---
title: Playground
description: >-
  Use the Agent Observability Playground to test prompts interactively against
  any connected model provider and run experiments with evaluators from a
  browser-based interface.
breadcrumbs: Docs > Agent Observability > Playground
---

> For the complete documentation index, see [llms.txt](https://docs.datadoghq.com/llms.txt).

# Playground

{% callout %}
# Important note for users on the following Datadog sites: app.ddog-gov.com, us2.ddog-gov.com

{% alert level="danger" %}
This product is not supported for your selected [Datadog site](https://docs.datadoghq.com/getting_started/site.md). ({% placeholder "user-datadog-site-name" /%}).
{% /alert %}

{% /callout %}

The [Playground](https://app.datadoghq.com/llm/playground) is a browser-based interface for testing and evaluating LLM prompts.
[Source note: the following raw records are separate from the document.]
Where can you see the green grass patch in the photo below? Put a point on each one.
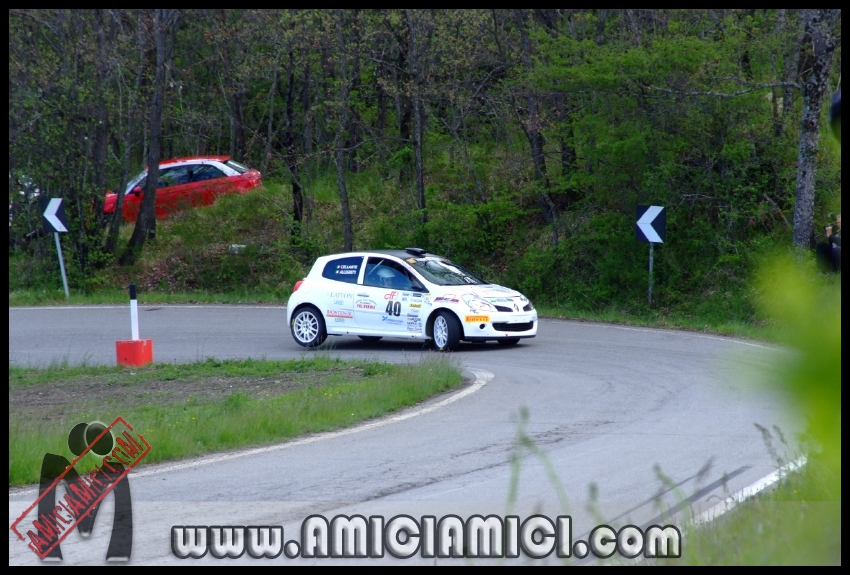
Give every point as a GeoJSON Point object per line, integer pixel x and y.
{"type": "Point", "coordinates": [187, 410]}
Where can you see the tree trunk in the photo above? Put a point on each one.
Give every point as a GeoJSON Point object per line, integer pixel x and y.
{"type": "Point", "coordinates": [146, 221]}
{"type": "Point", "coordinates": [532, 129]}
{"type": "Point", "coordinates": [291, 152]}
{"type": "Point", "coordinates": [415, 75]}
{"type": "Point", "coordinates": [111, 244]}
{"type": "Point", "coordinates": [342, 120]}
{"type": "Point", "coordinates": [819, 37]}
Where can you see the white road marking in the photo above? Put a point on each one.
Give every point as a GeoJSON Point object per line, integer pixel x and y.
{"type": "Point", "coordinates": [658, 330]}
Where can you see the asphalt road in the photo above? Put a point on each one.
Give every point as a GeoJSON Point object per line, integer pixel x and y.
{"type": "Point", "coordinates": [630, 426]}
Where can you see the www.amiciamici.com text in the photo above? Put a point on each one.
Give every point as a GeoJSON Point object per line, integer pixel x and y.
{"type": "Point", "coordinates": [404, 536]}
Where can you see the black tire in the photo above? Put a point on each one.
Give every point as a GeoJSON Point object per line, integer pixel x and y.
{"type": "Point", "coordinates": [308, 327]}
{"type": "Point", "coordinates": [446, 331]}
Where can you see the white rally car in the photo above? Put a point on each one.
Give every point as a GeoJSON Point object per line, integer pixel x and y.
{"type": "Point", "coordinates": [407, 294]}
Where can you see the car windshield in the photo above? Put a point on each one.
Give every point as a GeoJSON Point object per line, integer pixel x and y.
{"type": "Point", "coordinates": [444, 272]}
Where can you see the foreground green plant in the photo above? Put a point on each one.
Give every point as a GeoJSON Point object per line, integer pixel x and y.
{"type": "Point", "coordinates": [338, 394]}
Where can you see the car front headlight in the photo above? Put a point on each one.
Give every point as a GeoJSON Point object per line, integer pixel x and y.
{"type": "Point", "coordinates": [476, 303]}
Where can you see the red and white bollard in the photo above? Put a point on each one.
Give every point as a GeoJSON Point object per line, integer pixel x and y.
{"type": "Point", "coordinates": [135, 352]}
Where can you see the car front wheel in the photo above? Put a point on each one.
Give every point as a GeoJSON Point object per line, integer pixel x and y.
{"type": "Point", "coordinates": [446, 332]}
{"type": "Point", "coordinates": [308, 327]}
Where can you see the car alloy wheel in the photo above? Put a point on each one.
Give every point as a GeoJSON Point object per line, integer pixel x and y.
{"type": "Point", "coordinates": [308, 327]}
{"type": "Point", "coordinates": [446, 332]}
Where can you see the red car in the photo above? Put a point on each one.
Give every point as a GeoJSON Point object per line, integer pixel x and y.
{"type": "Point", "coordinates": [186, 182]}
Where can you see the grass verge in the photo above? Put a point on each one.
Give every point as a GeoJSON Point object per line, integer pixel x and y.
{"type": "Point", "coordinates": [191, 409]}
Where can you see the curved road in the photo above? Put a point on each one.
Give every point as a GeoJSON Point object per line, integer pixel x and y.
{"type": "Point", "coordinates": [639, 426]}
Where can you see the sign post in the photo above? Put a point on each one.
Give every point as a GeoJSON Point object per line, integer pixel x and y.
{"type": "Point", "coordinates": [54, 220]}
{"type": "Point", "coordinates": [651, 227]}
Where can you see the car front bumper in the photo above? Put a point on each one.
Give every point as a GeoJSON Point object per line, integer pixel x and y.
{"type": "Point", "coordinates": [499, 325]}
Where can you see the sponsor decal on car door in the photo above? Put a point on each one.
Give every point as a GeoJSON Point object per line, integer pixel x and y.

You can test a prompt with arbitrary input against any connected model provider, or load a dataset, attach evaluators, preview results, and save the configuration as a reproducible experiment—all without writing code.

The Playground supports two flows:

- **Test a prompt with arbitrary input**: Send a single prompt with custom input values and inspect the model response.
- **Run an experiment from the Playground**: Run your prompt across a dataset, score each row with evaluators, and save the result as an [experiment](https://app.datadoghq.com/llm/testing/experiments).

## Prerequisites{% #prerequisites %}

Connect at least one model provider integration in [AI Observability > Settings > Integrations](https://app.datadoghq.com/llm/settings/integrations) before using the Playground.

Supported providers:

- OpenAI
- Anthropic
- Azure OpenAI
- Amazon Bedrock
- Vertex AI
- AI Gateway

## Test a prompt with arbitrary input{% #test-a-prompt-with-arbitrary-input %}

{% image
   source="https://docs.dd-static.net/images/llm_observability/playground/playground-arbitrary-input.3a645e480db8b217845d272acb794812.png?auto=format&fit=max&w=850 1x, https://docs.dd-static.net/images/llm_observability/playground/playground-arbitrary-input.3a645e480db8b217845d272acb794812.png?auto=format&fit=max&w=850&dpr=2 2x"
   alt="Agent Observability Playground showing a user message with {{category}} and {{approach}} variable placeholders and the model response in the output panel." /%}

Use Prompts mode to iterate on a prompt with a fixed set of inputs.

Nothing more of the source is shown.